These are exciting times for Canadian malting barley. That’s the message growers heard at a recent Malt Masters event featuring keynote speakers from the Canadian Malting Barley Technical Centre (CMBTC).
“We’re really seeing an uptick in demand for Canadian malting barley,” says Peter Watts, Managing Director, CMBTC, as he highlighted conditions in the international market.
Drought has plagued some of Canada’s key competitors this year, including Australia, Northern Europe and the UK. Because they’ll have considerably smaller supplies of malting barley, there’s a great opportunity for another strong malting barley export program from Canada this year.
Watts and his colleague Yueshu Li, Director of Malting and Brewing Technology, are particularly excited about the potential with China – Canada’s largest export market for malting barley.
Record exports with China
“About 85 percent or more of our malting barley exports this year will go to China. The stars aligned, and we ended up doing a record export program, reaching close to 1.5 million tons of malting barley exports this year,” says Watts, adding that the market grew from about 850,000 tons the year before.
The CMBTC hosted a delegation of 15 people from across China’s barley chain this summer. The tour, which included an itinerary with stops in Saskatchewan and Alberta, allowed the Chinese maltsters, brewers and grain merchants to see first-hand the quality of Canadian malt barley and the passion that goes into growing it.
“Canadian farmers should feel proud because the Chinese visitors are impressed by our operations,” says Li. “I assured them that our farmers … and our grain companies are careful with what they are doing. We have technical back up. We can support you. If you buy barley from us we are very happy to help you make a good malt and to help you make a good beer.”
New genetics give Canada a competitive boost
As part of the delegation, the Chinese buyers learned about Canada’s newest malting barley varieties.
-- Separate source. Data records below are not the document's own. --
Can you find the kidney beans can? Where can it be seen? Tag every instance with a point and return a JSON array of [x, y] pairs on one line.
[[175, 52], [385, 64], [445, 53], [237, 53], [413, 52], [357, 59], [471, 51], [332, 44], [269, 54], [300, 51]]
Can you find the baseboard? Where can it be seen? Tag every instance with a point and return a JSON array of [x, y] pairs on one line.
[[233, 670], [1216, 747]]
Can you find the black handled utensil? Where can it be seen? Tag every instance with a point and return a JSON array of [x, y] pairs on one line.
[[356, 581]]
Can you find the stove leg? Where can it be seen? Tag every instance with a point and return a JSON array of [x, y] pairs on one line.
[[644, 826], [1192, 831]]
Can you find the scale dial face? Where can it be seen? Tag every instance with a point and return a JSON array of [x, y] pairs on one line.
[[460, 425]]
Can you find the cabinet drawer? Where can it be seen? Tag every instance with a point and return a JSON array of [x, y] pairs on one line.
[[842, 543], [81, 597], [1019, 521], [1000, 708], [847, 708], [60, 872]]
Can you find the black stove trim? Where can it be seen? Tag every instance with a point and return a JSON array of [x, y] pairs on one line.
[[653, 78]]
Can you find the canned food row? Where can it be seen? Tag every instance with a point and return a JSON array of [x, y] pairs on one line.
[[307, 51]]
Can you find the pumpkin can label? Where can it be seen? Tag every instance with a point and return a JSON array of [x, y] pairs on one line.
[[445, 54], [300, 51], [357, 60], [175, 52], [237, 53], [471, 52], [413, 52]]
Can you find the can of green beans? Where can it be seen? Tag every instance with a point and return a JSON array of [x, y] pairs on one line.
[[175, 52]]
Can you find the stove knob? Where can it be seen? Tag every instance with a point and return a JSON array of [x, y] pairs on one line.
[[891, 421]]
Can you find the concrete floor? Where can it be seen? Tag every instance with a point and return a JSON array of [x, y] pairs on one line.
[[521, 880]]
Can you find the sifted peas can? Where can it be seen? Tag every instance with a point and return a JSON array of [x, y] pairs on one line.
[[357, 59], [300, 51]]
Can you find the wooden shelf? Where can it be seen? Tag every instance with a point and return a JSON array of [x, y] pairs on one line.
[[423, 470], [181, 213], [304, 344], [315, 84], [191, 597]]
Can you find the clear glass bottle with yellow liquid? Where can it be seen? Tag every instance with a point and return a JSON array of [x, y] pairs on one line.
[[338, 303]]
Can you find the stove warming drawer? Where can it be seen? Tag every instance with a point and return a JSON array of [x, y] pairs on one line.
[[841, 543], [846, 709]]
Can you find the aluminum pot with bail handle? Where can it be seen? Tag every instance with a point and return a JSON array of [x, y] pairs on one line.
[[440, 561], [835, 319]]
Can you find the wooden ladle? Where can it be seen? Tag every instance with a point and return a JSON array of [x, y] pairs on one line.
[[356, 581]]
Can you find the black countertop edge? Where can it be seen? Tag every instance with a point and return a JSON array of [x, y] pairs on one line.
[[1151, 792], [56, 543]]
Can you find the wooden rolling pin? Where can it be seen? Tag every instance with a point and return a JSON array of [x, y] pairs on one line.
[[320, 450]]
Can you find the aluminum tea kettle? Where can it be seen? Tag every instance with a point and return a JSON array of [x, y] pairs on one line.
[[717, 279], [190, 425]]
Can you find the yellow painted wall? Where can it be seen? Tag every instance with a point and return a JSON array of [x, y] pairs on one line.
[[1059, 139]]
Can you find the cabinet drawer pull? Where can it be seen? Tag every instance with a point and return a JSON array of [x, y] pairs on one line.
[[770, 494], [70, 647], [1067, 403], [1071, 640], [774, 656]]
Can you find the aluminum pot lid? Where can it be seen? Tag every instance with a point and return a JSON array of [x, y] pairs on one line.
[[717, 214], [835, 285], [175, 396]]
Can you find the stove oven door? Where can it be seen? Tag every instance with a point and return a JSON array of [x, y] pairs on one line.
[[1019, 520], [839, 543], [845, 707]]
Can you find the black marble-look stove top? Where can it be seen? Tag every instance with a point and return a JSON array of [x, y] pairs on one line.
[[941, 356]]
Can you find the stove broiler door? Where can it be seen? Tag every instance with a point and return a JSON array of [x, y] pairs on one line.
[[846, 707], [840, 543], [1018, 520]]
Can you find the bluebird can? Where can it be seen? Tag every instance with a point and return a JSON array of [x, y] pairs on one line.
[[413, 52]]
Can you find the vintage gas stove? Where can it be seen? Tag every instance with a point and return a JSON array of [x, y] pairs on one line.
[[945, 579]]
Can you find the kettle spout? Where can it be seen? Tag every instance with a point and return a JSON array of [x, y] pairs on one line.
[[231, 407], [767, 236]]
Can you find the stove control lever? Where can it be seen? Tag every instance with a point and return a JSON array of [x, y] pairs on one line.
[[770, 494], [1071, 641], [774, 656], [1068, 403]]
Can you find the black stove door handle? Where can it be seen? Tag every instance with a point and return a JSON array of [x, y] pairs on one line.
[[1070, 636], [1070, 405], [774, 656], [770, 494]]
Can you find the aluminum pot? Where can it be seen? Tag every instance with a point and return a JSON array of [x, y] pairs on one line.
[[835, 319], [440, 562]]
“We're slowly weaning them off those 20-year-old varieties and hopefully transitioning them into these new, higher-yielding varieties,” says Watts. They offer better economics and quality equal to existing varieties, he adds. Watts expects the varieties will make Canada even more competitive in the future.
“The CMBTC has been working very hard at encouraging Chinese buyers to purchase the newer varieties of barley out of Canada,” says Bev Jones, Cereal Seed Product Lead for Syngenta. She points to AAC Synergy as an example of a variety that offers growers a yield bump over the older genetics. “Buyers are interested in learning how new varieties impact farmers – they prefer not to switch varieties because it might mean they have to change their recipe slightly but they're willing to do that and definitely willing to look at it some more.”
Li and the team at the CMBTC are actively addressing customer concerns that new varieties meet their technical requirements. “We do a lot of work with the industry. We basically do a lot of trials – we make the malt and we make the beer according to their processing protocols. We provide a report and we give it to them to help them understand.” Li has even invited maltsters and brewers to use the CMBTC lab to produce their own malt and beer from the new varieties. “In the end, they usually find that the varieties do indeed meet their specs.”